The NGO: ZOA Refugee Care
ZOA (Zuid Oost Azie) Refugee Care is a non-governmental organization with its headquarters based in the Netherlands. Since 1973, the organization has been working with refugees, displaced people and victims of natural disasters in Asia and Africa. ZOA’s objective is to provide support to refugees, internally displaced people, host communities and victims of disasters irrespective of race, religion or social background. Its project portfolio includes distribution of food and other emergency relief goods, medial care, trauma counselling, education, agricultural and food security issues, social forestry, activities in the field of water and sanitation, vocational training and income generating activities, of which the latter two are the focus areas of the internship..

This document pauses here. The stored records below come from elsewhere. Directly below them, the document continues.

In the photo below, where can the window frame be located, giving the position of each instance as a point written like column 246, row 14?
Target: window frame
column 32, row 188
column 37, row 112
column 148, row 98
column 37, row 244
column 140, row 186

The Refugee Programme was initiated at the request of both ARRA (Agency for Refugees and Returnee Affairs) and UNHCR (United Nations High Commissioner for Refugees), inviting ZOA to support Sudanese refugees and host populations in and around four refugee camps in Bonga, Fugnido and Dimma in the Gambella Regional State and Sherkole camp in Benshangul-Gumuz Regional state, which is the camp where the internship is conducted. These camps have been hosting around 100,000 Sudanese refugees and a small minority of less than 1000 refugees from the Great Lakes Region (Burundi, DR Congo, Rwanda and Uganda) since 1992.

Since 1996, ZOA has been involved in vocational skill training and income generating activities in areas like bee-keeping, pottery, weaving and tailoring and this project was transformed to Capacity Building and Community Development Services (CAPCOM) as of 2003. As the main task of this internship, ZOA gives the researchers the task to analyse the Vocational Skill Training Program (VSTP) at Sherkole camp.

The Internship: ZOA’s Vocational Skill Training
ZOA’s Vocational Skill Training Programme is the focus area of the internship, apart from a general introduction into the work of an NGO working with refugees. The following paragraph will serve as a short introduction into this area of activity.
Having spent several years in refugee camps in exile, the Sudanese refugees will repatriate with a change in their way of life and economic perceptions. This challenge has to be met with preparations of an increased momentum. The vocational skills and the informal trainings on community empowerment and self awareness are meant to change their way of living in the Sudan. In the Sudan there will be a lack of infrastructure and basic services. The refugees have to cope with these changes and the skills and knowledge learned through ZOA activities can contribute to their self-reliance in Sudan. Hence, the programme aims at contributing to the planned continuation of a self-sustainable reintegration in the Sudan. At the same time, the VSTP is designed to provide skill trainings, which will serve the refugees as a chance to engage in income generation activities in the camp. In short, ZOA’s goal is to train refugees for self-reliance in the camp and for the future upon repatriation.

Having outlined the topic of this year’s internship, it must be pointed out that it is not a given fact that ZOA will assign the exact task to future interns again. Indeed it is very likely that a different task will be given, as this year’s internship research has presumingly found out enough about the Vocational Skills Training Program for now.